Tariffs Knock on Inflation’s Door

By Ahmad Assiri, Research Strategist at Pepperstone

Markets are closely watching today’s US Consumer Price Index (CPI) release, an event that could significantly impact current trading dynamics not just for the remainder of August, but potentially for the entire quarter. Consensus calls for a modest uptick in headline inflation, from 2.7% to 2.8%, while core CPI – stripping out food and energy – is expected to remain sticky or edge toward the 3% mark. Such a print would underscore that underlying price pressures are persisting and may now be feeling the heat from recently come-into-effect tariffs, whose full impact has yet to filter through to consumer prices.

Today’s print will help determine just how far the Fed can advance along its monetary easing path without compromising its inflation mandate. The macro backdrop is further complicated by the extension of the US–China trade deal rather than a firm final deal.

While it preserves the flow of goods under prior terms with 30% rate, it keeps the threat of them very much in place. The effect ultimately filters into the cost of goods and services. Companies with healthy margins may partially absorb these costs to stay competitive, but the risk to prices remains. For the Fed, this reinforces the difficulty of striking the right balance between supporting growth and containing inflation, making today’s release an important data point in quantifying the degree of concern in hard numbers.

US indices traded in narrow ranges yesterday, reflecting a clear trading sentiment of a wait-and-see vibe. Participants appear reluctant to initiate fresh positions ahead of the CPI print, knowing that an upside surprise could meaningfully shift the narrative and likely toward a more defensive tone.

Core CPI remains the markets closely watched for assessing underlying price momentum, free from the volatility of food and energy. Even if headline inflation moderates, a sustained core print at or above 3% will keep policymakers on edge as they weigh rate cuts. The latest jobs data, however, painted a far way weaker-than-expected picture and signs of perhaps too much cooling in the labour market raise the policy challenge for Chair Powell and colleagues: ease rates to support growth, or hold firm in the face of stubborn price pressures? The market base case remains for a 25bp cut, but inflation will likely be stickier than the Fed would prefer.

Beyond CPI, Thursday’s Producer Price Index PPI release, forecast at 2.5% YoY, will also carry weight. As an upstream measure of goods and services prices at the producer level, it acts as a warning for potential consumer price pressures, should producers pass costs through. With trade frictions already disrupting or reshaping import flows, markets will watch for PPI signs of latent inflation building at producer’s level.
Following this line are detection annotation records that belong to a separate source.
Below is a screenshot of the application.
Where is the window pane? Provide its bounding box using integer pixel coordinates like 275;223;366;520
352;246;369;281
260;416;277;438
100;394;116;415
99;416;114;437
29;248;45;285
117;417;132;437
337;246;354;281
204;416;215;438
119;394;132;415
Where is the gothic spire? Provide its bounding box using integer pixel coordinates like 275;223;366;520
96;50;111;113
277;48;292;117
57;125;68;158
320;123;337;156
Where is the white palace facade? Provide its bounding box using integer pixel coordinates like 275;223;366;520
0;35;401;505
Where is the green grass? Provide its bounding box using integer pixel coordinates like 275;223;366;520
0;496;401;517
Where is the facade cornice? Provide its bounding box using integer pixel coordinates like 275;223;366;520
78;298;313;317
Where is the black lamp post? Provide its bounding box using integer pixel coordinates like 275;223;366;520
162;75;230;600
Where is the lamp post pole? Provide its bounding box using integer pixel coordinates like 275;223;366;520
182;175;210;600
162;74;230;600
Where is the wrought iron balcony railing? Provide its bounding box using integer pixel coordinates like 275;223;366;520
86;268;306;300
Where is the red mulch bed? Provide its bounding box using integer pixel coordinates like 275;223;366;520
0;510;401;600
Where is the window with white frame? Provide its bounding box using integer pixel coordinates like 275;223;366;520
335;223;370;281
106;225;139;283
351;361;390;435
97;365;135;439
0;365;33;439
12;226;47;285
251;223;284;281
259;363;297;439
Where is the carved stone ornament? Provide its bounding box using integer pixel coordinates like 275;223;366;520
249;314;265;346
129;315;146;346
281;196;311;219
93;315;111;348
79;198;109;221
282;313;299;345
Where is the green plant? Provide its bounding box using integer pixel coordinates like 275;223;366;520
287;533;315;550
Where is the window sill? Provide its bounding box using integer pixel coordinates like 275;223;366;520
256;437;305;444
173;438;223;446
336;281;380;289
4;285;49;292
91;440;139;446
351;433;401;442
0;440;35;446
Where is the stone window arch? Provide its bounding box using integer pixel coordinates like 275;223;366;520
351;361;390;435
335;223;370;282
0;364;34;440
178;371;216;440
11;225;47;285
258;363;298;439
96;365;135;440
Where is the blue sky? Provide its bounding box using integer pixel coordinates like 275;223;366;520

The bigger picture. Today’s CPI print is less about the number itself and more about its context, how it changes market expectations for monetary policy, trade dynamics, and corporate performance. A softer-than-expected reading could reignite risk appetite and push equity benchmarks toward the highs. A hotter print could force a broad repositioning with effects across equities, bonds, FX and commodities.

Looking Ahead

Today’s session brings a mix of catalysts that could alter the market’s current stance. The CPI release stands as the key driver for rate expectations and risk sentiment, while the Reserve Bank of Australia’s rate cut decision offers insight into the global central bank direction function in a now less clouded macro environment in Australia. Remarks from two Fed officials later in the day could attract more eyes and potentially be market-moving if the inflation data lands outside the distribution range, possibly resetting the policy path.

In short, the ingredients are in place for volatility with a potential for rotations as investors recalibrate to the latest macro and policy signals.